The editors believe that the natural pride of the British public
in the native flora, fauna and fungi, to which must be added
concern for their conservation, is best fostered
by maintaining a high standard of accuracy
combined with clarity of exposition
in presenting the results
of modern scientific
research.
IT IS NOW more than 50 years since John Ramsbottom’s Mushrooms and Toadstools first appeared as Volume 7 in the New Naturalist series. It fast became one of the most prominent of the early titles, running to a total of six impressions before finally going out of print in 1983. The Editors have long planned a successor which would present an up-to-date account of fungal natural history that took into account all the developments in the subject over the past half-century. Thus it is with particular satisfaction that we welcome Fungi as Volume 96, written by two of the country’s leading mycologists.
Brian Spooner is Head of Mycology at the Royal Botanic Gardens, Kew, where he has worked since 1975, and is an authority on the British Ascomycetes. Peter Roberts also works at Kew as a Senior Mycologist with a particular interest in the non-agaricoid Basidiomycetes.
In 1953, the Editors wrote in the preface to Mushrooms and Toadstools, ‘Dr. Ramsbottom could undoubtedly have written – in fact, did, in the first place, write – a book more than double the present length; and even then, he complained that much had to be omitted!’ Honesty compels us to record that the present authors had to be no less curtailed and no doubt harbour a similar grumble about the Editors! It is now generally accepted that the original view that the living world could be conveniently divided into plants and animals, albeit with the bacteria constituting an awkward anomaly, is no longer adequate to describe the diversity of the planet. The fungi are now recognised as a separate Kingdom of their own, but back in the early 1950s, this view was only just beginning to be universally accepted. Indeed, one of the questions that John Ramsbottom rather coyly skirted around was ‘What is a fungus?’.
Fungi contain some of the most beautiful, bizarre and grotesque products of evolution on the planet. Among them can be found some of the largest and long-lived organisms on earth. There is probably no corner of the globe that is without them. Most importantly, they form intimate associations with other organisms, enabling them to live in conditions from which they would otherwise be excluded. The partnerships between fungi and green algae, or cyanobacteria, that produce lichens are well known, but it is now recognised that, among the higher plants, those without a fungal partner are the exception rather than the rule. Indeed, it may well be that the invasion of the land itself was crucially facilitated by the evolution of these plant-fungal partnerships. Finally, fungi touch our own lives as causers of crop diseases and, more positively, from the yeast that provides our daily bread to the antibiotics on which modern medicine depends. Some of these aspects have already been covered in recent New Naturalist volumes such as David Ingram’s and Noel Robertson’s Plant Disease (85) and Oliver Gilbert’s Lichens (86), but for the rest, we confidently leave the reader to discover in the following pages.
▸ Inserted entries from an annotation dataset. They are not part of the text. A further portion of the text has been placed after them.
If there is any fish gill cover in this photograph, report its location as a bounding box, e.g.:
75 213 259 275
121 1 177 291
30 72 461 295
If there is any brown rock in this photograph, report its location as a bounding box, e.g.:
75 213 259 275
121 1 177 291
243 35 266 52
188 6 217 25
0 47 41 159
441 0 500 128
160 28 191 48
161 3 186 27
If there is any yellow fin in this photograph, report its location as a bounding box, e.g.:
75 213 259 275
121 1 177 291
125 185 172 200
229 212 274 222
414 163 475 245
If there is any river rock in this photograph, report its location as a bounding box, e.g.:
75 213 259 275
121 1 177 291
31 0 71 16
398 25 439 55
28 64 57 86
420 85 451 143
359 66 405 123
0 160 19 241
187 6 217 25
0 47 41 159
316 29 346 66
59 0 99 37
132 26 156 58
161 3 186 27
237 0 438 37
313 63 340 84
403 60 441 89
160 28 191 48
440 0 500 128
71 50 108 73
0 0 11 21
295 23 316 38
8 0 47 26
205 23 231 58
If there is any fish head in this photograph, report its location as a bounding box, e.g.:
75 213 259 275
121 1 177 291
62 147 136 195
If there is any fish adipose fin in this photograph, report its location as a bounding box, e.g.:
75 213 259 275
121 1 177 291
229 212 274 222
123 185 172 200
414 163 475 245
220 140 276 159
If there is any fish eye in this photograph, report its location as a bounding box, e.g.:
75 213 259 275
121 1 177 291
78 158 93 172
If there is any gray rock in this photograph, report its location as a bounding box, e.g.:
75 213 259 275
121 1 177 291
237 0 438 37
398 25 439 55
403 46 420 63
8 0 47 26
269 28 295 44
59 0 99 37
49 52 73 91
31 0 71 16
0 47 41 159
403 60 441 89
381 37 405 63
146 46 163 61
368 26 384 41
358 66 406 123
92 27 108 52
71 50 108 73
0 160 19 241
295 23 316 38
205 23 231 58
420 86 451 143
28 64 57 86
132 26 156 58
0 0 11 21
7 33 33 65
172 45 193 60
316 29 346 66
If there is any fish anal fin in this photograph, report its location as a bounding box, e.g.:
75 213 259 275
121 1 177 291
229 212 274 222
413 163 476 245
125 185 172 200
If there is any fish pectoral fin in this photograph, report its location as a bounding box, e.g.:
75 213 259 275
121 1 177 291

IT IS NOW more than half a century since John Ramsbottom’s classic Mushrooms and Toadstools was published in the New Naturalist series. It was the first of the series to deal with fungi and contained a wealth of information, focused particularly on the development of mycology and the ecology of fungi, which helped bring both subjects to the wider audience they deserve.
The succeeding 50 years has seen immense progress in the study of fungi, establishing even more firmly the major role they play in the environment and in our day-to-day lives, and highlighting the extraordinary diversity of these ancient and ubiquitous organisms. Gone are the days when fungi were treated as an obscure subset of ‘lower plants’ studied mainly as unwanted causers of disease. They are now understood to form intimate and beneficial partnerships with almost every form of life, from bacteria and algae to flowering plants, insects and even mammals, while also providing the vital service of decay, decomposition and nutrient recycling on which all terrestrial life depends.